It seriously can not be the system default for Fedora. It crashes every 5 seconds just navigating to ~/Downloads/. We consider GNOME to be the most stable version of linux, we claim it is BUG-FREE. But instead of distributing a good file manager, we give you… nautilus.
Is there a way to change the xdg default file manager from nautilus to say: pcmanfm? I already map pcmanfm to my usual hotkey, but every app that opens the default file manager has to use nautilus.
You might be hitting a variation of this issue: https://gitlab.gnome.org/GNOME/nautilus/-/issues/3657
nautilus has sadly been very crash-prone for me since Fedora 40, and it looks like it’s hard to find the actual cause. ![]()
Its probably nvidia related. Im sure it is, still pcmanfm has never crashed for me. I wish it was easier to actually change the default file manager on GNOME. Very difficult.
Does it have a crash log location?
I’ve never seen Nautilus crash
(openSUSE TW, Fedora 40-43, Ubuntu 25.10 this month/today, older versions F20s, GNOME 3-40s-49)
If it’s a NVIDIA thing, I suspect it’s GTK’s Vulkan (GSK_RENDERER=cairo globally or with starting nautilus might fix it)
connection
Dec 17 15:29:13 fedora org.gnome.Nautilus[171612]: Source ID 270 was not found when attempting to remove it
Dec 17 16:01:49 fedora org.gnome.Nautilus[177082]: Connecting to org.freedesktop.Tracker3.Miner.Files
Dec 17 16:01:49 fedora org.gnome.Nautilus[177082]: Localsearch search engine has no connection
Dec 17 16:37:46 fedora org.gnome.Nautilus[192003]: Connecting to org.freedesktop.Tracker3.Miner.Files
Dec 17 16:37:46 fedora org.gnome.Nautilus[192003]: Localsearch search engine has no connection
Dec 17 17:09:11 fedora org.gnome.Nautilus[221232]: Connecting to org.freedesktop.Tracker3.Miner.Files
Dec 17 18:30:15 fedora org.gnome.Nautilus[260714]: Connecting to org.freedesktop.Tracker3.Miner.Files
I forgot to mention I uninstalled the miner ![]()
Seriously why does a file manager have to require a miner to function? I think thats partly to blame.
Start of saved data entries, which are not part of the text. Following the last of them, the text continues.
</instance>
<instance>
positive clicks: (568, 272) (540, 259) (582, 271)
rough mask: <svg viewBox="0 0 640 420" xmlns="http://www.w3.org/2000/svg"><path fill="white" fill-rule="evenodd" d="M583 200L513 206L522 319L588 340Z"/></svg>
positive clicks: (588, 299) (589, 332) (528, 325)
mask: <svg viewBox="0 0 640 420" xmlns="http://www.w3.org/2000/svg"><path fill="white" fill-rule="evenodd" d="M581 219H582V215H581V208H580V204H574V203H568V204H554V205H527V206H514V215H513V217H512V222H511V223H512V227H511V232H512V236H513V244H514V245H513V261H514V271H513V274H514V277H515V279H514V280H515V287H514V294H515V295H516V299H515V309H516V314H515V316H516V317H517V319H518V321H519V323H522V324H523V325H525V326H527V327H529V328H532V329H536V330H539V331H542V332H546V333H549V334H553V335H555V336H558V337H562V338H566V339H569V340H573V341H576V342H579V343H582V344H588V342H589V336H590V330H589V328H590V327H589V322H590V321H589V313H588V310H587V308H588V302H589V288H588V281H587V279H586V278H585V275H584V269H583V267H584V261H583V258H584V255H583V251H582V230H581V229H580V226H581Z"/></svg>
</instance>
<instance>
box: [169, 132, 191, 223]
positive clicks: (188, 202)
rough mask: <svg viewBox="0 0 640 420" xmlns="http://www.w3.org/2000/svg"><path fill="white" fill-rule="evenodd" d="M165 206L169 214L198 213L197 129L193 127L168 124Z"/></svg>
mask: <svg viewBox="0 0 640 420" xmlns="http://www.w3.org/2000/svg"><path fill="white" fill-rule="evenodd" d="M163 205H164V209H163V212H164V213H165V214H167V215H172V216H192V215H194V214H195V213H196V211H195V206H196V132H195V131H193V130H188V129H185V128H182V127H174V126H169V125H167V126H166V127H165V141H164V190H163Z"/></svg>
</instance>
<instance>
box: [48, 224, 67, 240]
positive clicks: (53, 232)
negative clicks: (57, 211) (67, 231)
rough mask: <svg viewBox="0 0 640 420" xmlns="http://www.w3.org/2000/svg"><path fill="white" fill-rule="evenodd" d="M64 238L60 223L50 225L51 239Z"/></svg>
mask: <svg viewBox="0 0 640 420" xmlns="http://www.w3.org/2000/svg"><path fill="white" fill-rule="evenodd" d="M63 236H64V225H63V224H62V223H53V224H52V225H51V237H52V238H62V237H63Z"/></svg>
But it should function normally without it. Just request the directory and file attributes in real time not using a background process…
printf “[Default Applications]\ninode/directory=pcmanfm.desktop\n” > ~/.local/share/applications/mimeapps.list
this apparently is how you set pcmanfm as your default fm on gnome
sudo dnf remove nautilus localsearch tinysparql tracker3-miners
Hi @treecivilization : I understand your frustration at the crashes, but please do not resort to cursing and shouting on the forum.
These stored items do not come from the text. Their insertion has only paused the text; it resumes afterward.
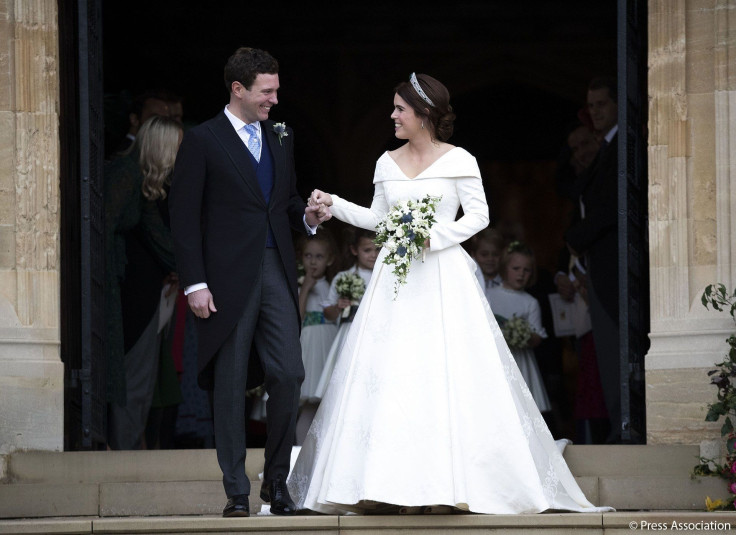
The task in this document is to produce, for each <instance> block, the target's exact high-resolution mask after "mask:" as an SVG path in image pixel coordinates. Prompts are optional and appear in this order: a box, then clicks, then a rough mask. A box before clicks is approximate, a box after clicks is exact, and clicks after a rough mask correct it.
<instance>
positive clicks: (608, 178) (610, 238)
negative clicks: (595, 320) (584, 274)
mask: <svg viewBox="0 0 736 535" xmlns="http://www.w3.org/2000/svg"><path fill="white" fill-rule="evenodd" d="M575 187H576V190H577V192H579V193H580V195H581V196H582V200H583V204H584V205H585V218H584V219H582V220H580V221H578V222H577V223H575V224H574V225H573V226H572V227H571V228H569V229H568V230H567V232H566V233H565V240H566V241H567V242H568V243H569V244H570V245H571V246H572V248H573V249H575V251H576V252H577V253H579V254H586V255H587V261H588V263H589V265H588V268H589V269H590V273H591V279H590V281H591V283H592V284H593V288H594V289H595V293H596V294H597V295H598V299H599V300H600V301H601V304H602V305H603V308H604V309H605V310H606V312H608V314H609V316H610V317H611V319H612V320H613V321H615V322H616V323H618V301H619V299H618V133H617V134H616V135H614V136H613V138H612V139H611V142H610V143H608V144H607V146H605V147H602V148H601V149H600V150H599V152H598V154H597V156H596V158H595V160H594V161H593V162H592V163H591V164H590V167H589V168H588V169H586V170H585V171H584V172H583V174H582V175H581V176H580V178H579V179H578V180H577V181H576V184H575Z"/></svg>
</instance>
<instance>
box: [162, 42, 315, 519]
mask: <svg viewBox="0 0 736 535" xmlns="http://www.w3.org/2000/svg"><path fill="white" fill-rule="evenodd" d="M224 78H225V86H226V87H227V89H228V91H229V94H230V102H229V103H228V105H227V106H226V107H225V109H224V110H223V111H222V112H220V113H219V114H218V115H217V116H215V117H214V118H213V119H210V120H209V121H207V122H205V123H203V124H201V125H199V126H197V127H195V128H192V129H190V130H188V131H187V133H186V134H185V136H184V139H183V141H182V144H181V147H180V149H179V152H178V154H177V158H176V166H175V169H174V175H173V180H172V185H171V194H170V198H169V206H170V212H171V230H172V235H173V238H174V251H175V255H176V260H177V267H178V270H179V277H180V281H181V284H182V286H183V287H184V288H185V293H186V295H187V299H188V302H189V306H190V308H191V309H192V311H193V312H194V314H195V316H197V318H198V319H197V329H198V333H199V355H198V359H199V383H200V386H202V387H203V388H205V389H208V390H212V391H213V411H214V422H215V447H216V450H217V460H218V463H219V464H220V468H221V469H222V473H223V478H222V479H223V485H224V487H225V493H226V495H227V497H228V502H227V505H226V506H225V509H224V510H223V516H248V515H249V513H250V509H249V502H248V495H249V494H250V482H249V481H248V478H247V476H246V474H245V455H246V448H245V444H246V442H245V434H246V433H245V431H246V419H247V415H246V414H245V406H246V399H245V392H246V379H247V370H248V359H249V357H250V356H253V357H255V358H260V360H261V365H262V367H263V370H264V373H265V385H266V391H267V392H268V394H269V399H268V405H267V412H268V416H267V427H268V437H267V440H266V448H265V450H266V451H265V467H264V478H263V485H262V488H261V498H262V499H263V500H264V501H266V502H270V503H271V512H273V513H275V514H282V515H289V514H294V513H295V512H296V511H295V506H294V502H293V501H292V500H291V497H290V496H289V493H288V491H287V489H286V478H287V476H288V473H289V459H290V455H291V447H292V443H293V440H294V431H295V425H296V415H297V409H298V402H299V388H300V385H301V382H302V381H303V380H304V367H303V365H302V358H301V346H300V343H299V328H300V327H299V325H300V322H299V312H298V296H297V285H296V279H297V274H296V259H295V256H294V247H293V244H292V237H291V230H292V229H295V230H297V231H299V232H302V233H313V232H314V231H315V229H316V226H317V225H318V224H319V223H320V222H322V221H323V220H326V219H328V218H329V213H328V212H325V210H324V209H322V210H321V211H319V207H308V208H306V211H305V204H304V202H303V201H302V200H301V199H300V198H299V195H298V193H297V190H296V174H295V171H294V145H293V140H294V137H293V132H292V131H291V129H290V128H282V127H283V125H276V124H275V123H274V122H273V121H271V120H269V119H268V115H269V112H270V110H271V107H272V106H274V105H276V104H277V103H278V99H277V91H278V89H279V76H278V62H277V61H276V60H275V59H274V58H273V57H272V56H271V55H270V54H268V53H267V52H265V51H262V50H258V49H252V48H239V49H238V50H237V51H235V53H234V54H233V55H232V56H231V57H230V58H229V59H228V61H227V64H226V65H225V69H224ZM318 211H319V214H320V215H321V217H320V216H318ZM256 355H257V357H256Z"/></svg>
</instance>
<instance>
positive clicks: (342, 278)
mask: <svg viewBox="0 0 736 535" xmlns="http://www.w3.org/2000/svg"><path fill="white" fill-rule="evenodd" d="M335 290H337V295H339V296H340V297H342V298H343V299H349V300H350V302H351V303H352V304H358V302H359V301H360V299H361V297H363V294H364V293H365V281H364V280H363V277H361V276H360V275H358V274H357V273H356V272H353V271H349V272H347V273H343V274H342V275H340V276H339V277H338V278H337V279H336V280H335ZM349 315H350V307H346V308H345V310H343V311H342V317H343V318H347V317H348V316H349Z"/></svg>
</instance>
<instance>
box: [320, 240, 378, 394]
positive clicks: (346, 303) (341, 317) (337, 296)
mask: <svg viewBox="0 0 736 535" xmlns="http://www.w3.org/2000/svg"><path fill="white" fill-rule="evenodd" d="M351 230H352V233H351V234H350V238H349V240H348V250H349V252H350V255H351V256H352V257H354V259H355V264H353V266H352V267H351V268H350V269H346V270H345V271H341V272H340V273H338V274H337V275H335V277H334V278H333V279H332V283H331V284H330V291H329V294H328V296H327V299H325V301H324V303H323V304H324V307H325V309H324V310H325V318H327V319H328V320H330V321H335V322H337V323H338V325H339V327H338V330H337V336H335V339H334V341H333V342H332V347H331V348H330V351H329V353H328V355H327V360H326V362H325V365H324V366H323V369H322V374H321V376H320V378H319V380H318V381H317V385H316V388H315V392H314V395H315V398H317V399H321V398H322V396H324V393H325V390H327V385H328V384H329V383H330V378H331V377H332V370H334V368H335V363H336V362H337V358H338V356H339V355H340V351H341V350H342V346H343V345H344V344H345V339H346V338H347V335H348V331H349V330H350V326H351V325H352V321H353V318H354V317H355V314H356V313H357V310H358V307H359V305H360V300H359V301H358V302H357V303H351V302H350V300H349V299H346V298H344V297H340V296H339V295H338V294H337V289H336V284H337V281H338V280H339V279H340V275H343V274H345V273H357V274H358V275H360V278H362V279H363V281H364V282H365V285H366V287H367V286H368V283H369V282H370V281H371V274H372V273H373V267H374V266H375V264H376V258H377V257H378V251H379V247H378V246H377V245H376V244H375V243H374V242H373V240H374V239H375V237H376V233H375V232H372V231H370V230H366V229H362V228H353V229H351ZM348 307H350V310H349V312H348V315H347V317H343V316H344V314H343V312H344V311H345V309H346V308H348Z"/></svg>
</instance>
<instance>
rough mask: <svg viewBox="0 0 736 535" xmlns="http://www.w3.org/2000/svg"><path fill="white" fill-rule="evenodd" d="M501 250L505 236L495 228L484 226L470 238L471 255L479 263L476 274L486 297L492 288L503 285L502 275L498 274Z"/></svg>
mask: <svg viewBox="0 0 736 535" xmlns="http://www.w3.org/2000/svg"><path fill="white" fill-rule="evenodd" d="M501 251H503V236H502V235H501V233H500V232H499V231H497V230H496V229H494V228H491V227H487V228H484V229H483V230H481V231H480V232H479V233H478V234H476V235H475V236H473V237H472V239H471V240H470V256H472V257H473V260H475V263H476V264H478V270H477V271H476V272H475V274H476V276H477V277H478V282H479V283H480V286H481V288H483V290H484V291H485V293H486V298H487V297H488V291H489V290H490V289H491V288H495V287H496V286H500V285H501V276H500V275H499V274H498V263H499V261H500V260H501Z"/></svg>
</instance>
Folks are here to help, but they need more information to do that. We need to know how you have modified your system—what packages you have added/removed—and where possible we need some error logs at least—either from the journal, or from running nautilus from the terminal and so on.
To begin with: the tracker (now localsearch) bits form the indexing core of Gnome—that’s how the activities search works, for example. A lot of the gnome apps integrate it, including nautilus, so removing the package will probably result in some breakage. Perhaps, if you are not happy with gnome’s design decisions and the software they include in their environment, it maybe worth looking at a different desktop environment.
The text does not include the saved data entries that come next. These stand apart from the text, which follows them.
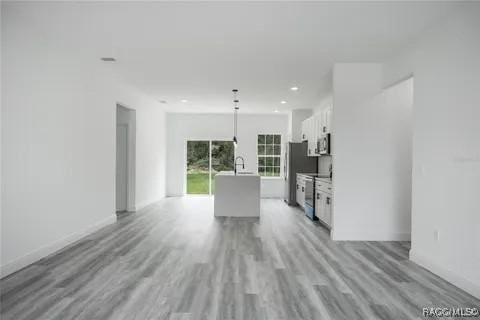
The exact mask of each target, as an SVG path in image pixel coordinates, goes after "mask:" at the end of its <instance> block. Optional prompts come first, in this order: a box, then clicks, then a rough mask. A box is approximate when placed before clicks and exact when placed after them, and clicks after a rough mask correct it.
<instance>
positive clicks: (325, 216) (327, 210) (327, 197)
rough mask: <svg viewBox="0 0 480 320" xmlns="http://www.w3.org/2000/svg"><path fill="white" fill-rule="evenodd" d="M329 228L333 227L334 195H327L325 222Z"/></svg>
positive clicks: (326, 199) (325, 199) (325, 210)
mask: <svg viewBox="0 0 480 320" xmlns="http://www.w3.org/2000/svg"><path fill="white" fill-rule="evenodd" d="M323 221H324V222H325V223H326V224H328V226H332V195H330V194H327V193H326V194H325V209H324V220H323Z"/></svg>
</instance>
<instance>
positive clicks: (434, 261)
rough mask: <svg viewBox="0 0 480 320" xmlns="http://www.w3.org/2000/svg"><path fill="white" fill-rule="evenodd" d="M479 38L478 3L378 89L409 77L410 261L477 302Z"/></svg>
mask: <svg viewBox="0 0 480 320" xmlns="http://www.w3.org/2000/svg"><path fill="white" fill-rule="evenodd" d="M479 30H480V3H469V4H465V9H464V10H461V11H459V12H458V13H456V14H453V15H452V16H451V17H449V18H448V19H446V20H445V21H444V22H443V23H442V24H441V25H437V26H435V27H432V28H431V29H430V30H428V32H426V33H425V34H424V35H422V36H421V37H419V38H418V39H417V41H416V42H415V43H413V44H412V45H411V46H410V47H409V48H407V49H406V50H405V51H404V52H402V53H400V54H399V55H397V56H396V57H394V58H392V59H391V60H390V61H388V62H387V63H386V64H385V68H384V84H385V85H388V84H390V83H394V82H395V81H397V80H398V79H402V78H404V77H406V76H408V75H409V74H413V75H414V77H415V85H414V127H413V130H414V140H413V195H412V211H413V213H412V250H411V252H410V257H411V259H412V260H413V261H415V262H417V263H419V264H421V265H423V266H425V267H427V268H428V269H430V270H431V271H433V272H435V273H437V274H439V275H441V276H443V277H444V278H446V279H447V280H449V281H451V282H453V283H454V284H456V285H457V286H459V287H461V288H463V289H465V290H467V291H469V292H470V293H472V294H474V295H476V296H477V297H479V298H480V250H479V248H480V232H479V227H480V198H479V195H480V142H479V141H480V124H479V123H480V107H479V101H480V59H479V57H480V37H479ZM435 231H438V232H439V237H438V240H437V239H436V237H435Z"/></svg>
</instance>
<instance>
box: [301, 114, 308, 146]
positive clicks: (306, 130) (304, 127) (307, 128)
mask: <svg viewBox="0 0 480 320" xmlns="http://www.w3.org/2000/svg"><path fill="white" fill-rule="evenodd" d="M307 120H308V119H305V120H303V121H302V141H307V140H308V137H307V135H308V132H307V131H308V121H307Z"/></svg>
This is not a Gnome thing, it’s a Linux/XDG standard:
Since Fedora 38, my first install, Workstation uses nemo, not nautilus. No idea why but it’s been stable. I hadn’t a clue nautilus was even installed, but it is.
Edit: maybe because I installed cinnamon on top of gnome. Always hated gnome since gnome 1 with the childish icons.
Yeah that might not be a good idea ![]()
I disable it:
gsettings set 'org.freedesktop.Tracker3.Miner.Files' 'enable-monitors' 'false'
gsettings set 'org.freedesktop.Tracker3.Miner.Files' 'crawling-interval' '-2'
gsettings set 'org.freedesktop.Tracker3.Miner.Files' 'index-on-battery' 'false'
gsettings set 'org.freedesktop.Tracker3.Miner.Files' 'index-on-battery-first-time' 'false'
And clear it:
localsearch reset --filesystem
Nautilus has been one of the most stable and reliable apps out there for me, and I use it intensively every day. I’ve seen it crash maybe once or twice per year at most, nowhere near as often as what you are encountering here. Statistically, this has also been the case for most other users, otherwise Nautilus developers would receive a lot more crash reports in the upstream bug tracker, and would also have a much easier time actually encountering your bug themselves and fixing it.
Rants don’t get crashes fixed, deterministically reproducible reports with backtraces and clear instructions do.
Next step here: please provide a stack trace taken with gdb, following the linked instructions. Then we can at least know why is it crashing, and check if a bug report exists already.